雖然宋導私下給了自己承諾,但沒官宣,沒開機之前,一切都有可能變化。
“剛剛我去隔壁找星迪,門沒關,回來的時候看到陳融來了,鬼鬼祟祟地站在你桌子那,你趕緊看看丟東西沒有。”
明媱掃了眼自己的書桌,“我這沒值錢的東西。”
背後不能說人,剛說到陳融,陳融就敲門出現了。
她和幾個同學站在一起,似乎是要出去。
“回來了?剛剛過來你沒在,宋導讓我通知你明天下午去試鏡。”
先是秀合影,現在又來高調傳話,無非就是想暗示明媱她和宋導關係非同一般,拿到林芸芸這個角色的希望更大,最好明媱能知難而退,主動退出競爭。
可明媱偏不。
她無波無瀾,麵無表情地回:“知道了。”
陳融做出一副轉身要離開的樣子,可下一秒,人卻走進了明媱的宿舍——
“咦,明媱你買了那個耳環?”
明媱還沒回神,陳融就衝身後的夥伴招手,“快來看,這就是我跟你們說的那個兩萬的鑽石耳環,原來被明媱買下來了呢。”
簡寧聽得一臉懵逼,視線落到明媱的桌上,果然看到了一個精致的藍色首飾盒。
明媱還沒來得及出聲製止,陳融已經手快地打開了盒子。
可裏麵擺著的,隻是一對普通的,明媱經常帶的珍珠耳環。
貨不對板。
簡寧也看傻了眼。
隔壁的管星迪聽到風聲這時也趕了過來,壓低聲音問簡寧:“怎麽了?”
簡寧馬上跟她咬耳朵。
陳融好像意外撞破了別人的秘密似的,笑得婊裏婊氣,“不會吧明媱,你該不會是在某寶上直接買了個首飾盒吧。
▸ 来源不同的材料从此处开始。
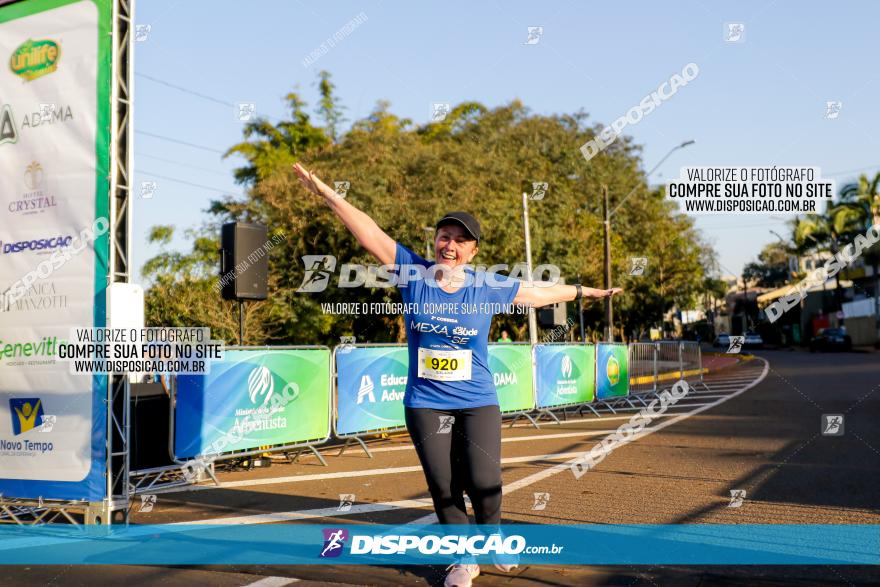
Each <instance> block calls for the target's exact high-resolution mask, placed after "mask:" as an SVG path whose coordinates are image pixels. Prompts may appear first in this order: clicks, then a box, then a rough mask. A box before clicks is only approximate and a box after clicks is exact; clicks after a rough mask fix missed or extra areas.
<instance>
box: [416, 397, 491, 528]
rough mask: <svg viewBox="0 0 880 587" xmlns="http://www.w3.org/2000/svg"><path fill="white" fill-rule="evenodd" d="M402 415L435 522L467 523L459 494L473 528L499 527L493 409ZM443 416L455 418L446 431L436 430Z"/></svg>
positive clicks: (446, 410) (455, 410) (428, 411)
mask: <svg viewBox="0 0 880 587" xmlns="http://www.w3.org/2000/svg"><path fill="white" fill-rule="evenodd" d="M404 413H405V416H406V427H407V429H408V430H409V435H410V438H412V441H413V444H414V445H415V448H416V452H417V453H418V455H419V461H421V463H422V469H423V470H424V471H425V479H426V480H427V482H428V490H429V491H430V492H431V498H432V499H433V500H434V511H436V512H437V518H438V519H439V520H440V523H441V524H467V523H468V517H467V510H466V509H465V504H464V492H465V491H466V492H467V494H468V496H469V497H470V498H471V504H472V505H473V508H474V517H475V518H476V522H477V524H499V523H501V410H500V409H499V407H498V406H481V407H479V408H463V409H458V410H436V409H433V408H405V409H404ZM448 416H452V417H453V418H455V420H454V422H452V425H451V429H448V431H441V427H443V425H444V418H446V417H448ZM447 423H448V420H447ZM444 430H447V429H446V428H444Z"/></svg>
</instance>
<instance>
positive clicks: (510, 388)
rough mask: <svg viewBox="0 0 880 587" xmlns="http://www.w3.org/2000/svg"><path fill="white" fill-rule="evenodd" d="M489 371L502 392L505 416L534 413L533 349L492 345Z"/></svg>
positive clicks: (517, 345) (499, 345)
mask: <svg viewBox="0 0 880 587" xmlns="http://www.w3.org/2000/svg"><path fill="white" fill-rule="evenodd" d="M489 370H490V371H492V379H493V380H494V381H495V389H497V390H498V403H499V404H500V405H501V413H505V412H518V411H521V410H531V409H534V407H535V392H534V388H533V385H532V347H531V346H530V345H528V344H509V343H508V344H490V345H489Z"/></svg>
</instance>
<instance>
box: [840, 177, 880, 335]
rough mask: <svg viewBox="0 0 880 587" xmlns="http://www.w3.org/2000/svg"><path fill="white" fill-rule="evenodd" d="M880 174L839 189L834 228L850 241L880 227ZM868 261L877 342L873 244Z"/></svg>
mask: <svg viewBox="0 0 880 587" xmlns="http://www.w3.org/2000/svg"><path fill="white" fill-rule="evenodd" d="M878 186H880V173H877V174H876V175H875V176H874V179H870V180H869V179H868V176H867V175H862V176H861V177H859V180H858V181H857V182H855V183H849V184H847V185H845V186H843V188H842V189H841V190H840V200H839V201H838V202H837V203H836V204H835V205H834V206H832V207H830V219H831V222H832V228H833V230H834V231H835V232H837V233H838V234H839V235H841V237H843V238H845V240H847V241H852V240H853V239H855V237H856V236H857V235H860V234H862V235H863V234H865V231H866V230H867V229H868V228H869V227H871V226H872V225H873V226H877V227H880V193H878ZM864 257H865V261H866V262H867V263H869V264H870V265H871V270H872V273H873V275H874V314H875V316H876V318H877V341H878V342H880V272H878V265H880V250H878V247H871V248H870V249H868V250H867V251H866V252H865V253H864Z"/></svg>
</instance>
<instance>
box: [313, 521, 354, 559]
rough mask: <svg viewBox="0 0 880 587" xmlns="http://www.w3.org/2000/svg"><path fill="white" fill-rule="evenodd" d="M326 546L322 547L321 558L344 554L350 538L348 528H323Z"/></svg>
mask: <svg viewBox="0 0 880 587" xmlns="http://www.w3.org/2000/svg"><path fill="white" fill-rule="evenodd" d="M321 531H322V532H323V533H324V548H323V549H321V554H320V555H319V556H320V557H321V558H335V557H337V556H339V555H340V554H342V551H343V549H344V547H345V541H346V540H348V530H345V529H344V528H323V529H322V530H321Z"/></svg>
”
她內涵的意思很明顯。
買不起首飾,買個首飾盒來裝逼。
明媱至此已經完全看明白了陳融的把戲。
剛剛她到自己宿舍來,肯定已經看到了桌上的首飾盒,也偷偷打開了,發現裏麵裝的隻是一對普通耳環,所以這次再來,還故意帶了幾個同學,目的就是讓明媱在眾人麵前出醜,扣一頂虛榮裝逼的帽子。
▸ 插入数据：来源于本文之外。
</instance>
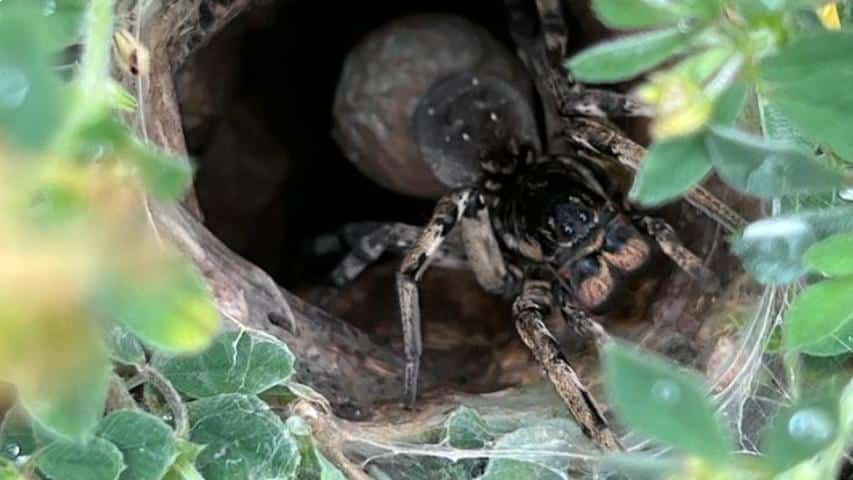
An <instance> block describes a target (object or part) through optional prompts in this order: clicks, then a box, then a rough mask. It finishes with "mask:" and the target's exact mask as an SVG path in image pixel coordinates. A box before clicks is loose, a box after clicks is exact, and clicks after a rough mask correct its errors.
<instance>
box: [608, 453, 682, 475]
mask: <svg viewBox="0 0 853 480" xmlns="http://www.w3.org/2000/svg"><path fill="white" fill-rule="evenodd" d="M602 464H603V465H604V466H605V467H607V468H609V469H611V470H612V471H614V472H618V473H619V474H621V475H628V478H630V479H631V480H659V479H663V478H666V479H669V478H682V477H681V476H677V474H678V473H679V472H680V471H682V470H684V462H683V461H679V460H676V459H672V458H666V457H664V458H659V457H652V456H646V455H642V454H631V453H612V454H609V455H607V456H605V457H604V458H603V459H602ZM617 478H618V477H617Z"/></svg>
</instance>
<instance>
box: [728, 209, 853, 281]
mask: <svg viewBox="0 0 853 480" xmlns="http://www.w3.org/2000/svg"><path fill="white" fill-rule="evenodd" d="M840 232H853V208H850V207H835V208H829V209H824V210H813V211H804V212H801V213H797V214H792V215H781V216H777V217H773V218H765V219H762V220H759V221H757V222H753V223H751V224H750V225H749V226H747V227H746V229H744V231H743V233H742V234H741V235H740V236H739V237H736V238H734V239H733V240H732V249H733V250H734V252H735V253H737V254H738V255H739V256H740V257H741V260H743V263H744V266H746V268H747V269H748V270H749V271H750V273H752V275H753V276H754V277H755V278H756V279H757V280H758V281H759V282H762V283H769V284H784V283H790V282H793V281H794V280H797V279H798V278H799V277H800V276H802V275H803V274H804V273H806V268H805V266H804V264H803V255H804V254H805V252H806V250H808V249H809V247H811V246H812V244H814V243H816V242H817V241H818V240H819V239H822V238H824V237H827V236H829V235H833V234H836V233H840Z"/></svg>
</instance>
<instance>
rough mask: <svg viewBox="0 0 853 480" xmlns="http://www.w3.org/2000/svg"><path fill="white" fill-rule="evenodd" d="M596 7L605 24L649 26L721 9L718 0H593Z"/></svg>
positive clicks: (615, 26) (708, 14)
mask: <svg viewBox="0 0 853 480" xmlns="http://www.w3.org/2000/svg"><path fill="white" fill-rule="evenodd" d="M592 8H593V10H594V11H595V13H596V15H598V18H600V19H601V21H602V22H604V24H605V25H607V26H609V27H614V28H645V27H655V26H660V25H671V24H674V23H678V22H679V21H681V20H686V19H689V18H693V17H702V18H710V17H713V16H714V15H717V14H718V13H719V12H720V2H719V1H717V0H664V1H660V0H593V3H592Z"/></svg>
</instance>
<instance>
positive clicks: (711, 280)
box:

管星迪是東北人,從簡寧那聽完了來龍去脈,直接暴脾氣口吐芬芳,“我操,人家明媱允許你碰她東西了嗎,拿來。”
陳融卻故意閃開,“我跟明媱說話呢,關你什麽事。”
因為這個抬高的動作,盒子裏的耳環猝不及防被甩到了地上,發出清脆的聲音。
明媱愣了下,看向地麵。
簡寧也看了過去,同時長大嘴巴,“你,陳融你——”
N臉懵逼。
陳融知道耳環被甩出來了,沒所謂地說,“又不是故意的,賠你一對新的好了。”
那個珍珠耳環是韓國的一個牌子,最高版本也就兩百來塊。
可陳融身後的一個同學卻輕輕附在她耳邊說了什麽,陳融隨即一怔,垂下眼眸。
光滑的地麵磚上,除了那對珍珠耳環,還靜靜躺著一對璀璨精致的鑽石耳環。
正是珠寶展那晚最高價的蝴蝶流蘇設計款。
陳融一臉震驚:“你……”
雖然現在明媱也不知道耳環為什麽又重新出現在盒子裏,但陳融的小人嘴臉已經激怒了她,她當即抱胸說:
“好啊,賠一對新的。”
宿舍陷入巨大的尷尬之中,陳融原本是算好了來看明媱笑話的,卻不想搬起石頭砸了自己的腳。
她撿起耳環看了看,“又沒壞。”
“壞不壞是你說了算?鑽石裏麵裂了你肉眼看得見?”
“……”
“不賠也行,簡寧,幫我報警,就說這有人毀壞私人財物。”
簡寧迅速響應,屁顛顛地拿起手機,當著陳融的麵按了110。
陳融臉色難看到了極點,憋著一股氣搶走簡寧的手機,“不就兩萬嗎,我賠得起。”
……
鬧劇最後以陳融心不甘情不願地付了兩萬給明媱而告終。
她一走,簡寧關緊門,八卦地問明媱,“耳環那天不是有人定了嗎?你這又是哪來的?”
明媱也不知道怎麽跟閨蜜解釋自己和祁敘之間說不清的關係,隻好胡扯,“我這就是個A貨,忽悠陳融的。”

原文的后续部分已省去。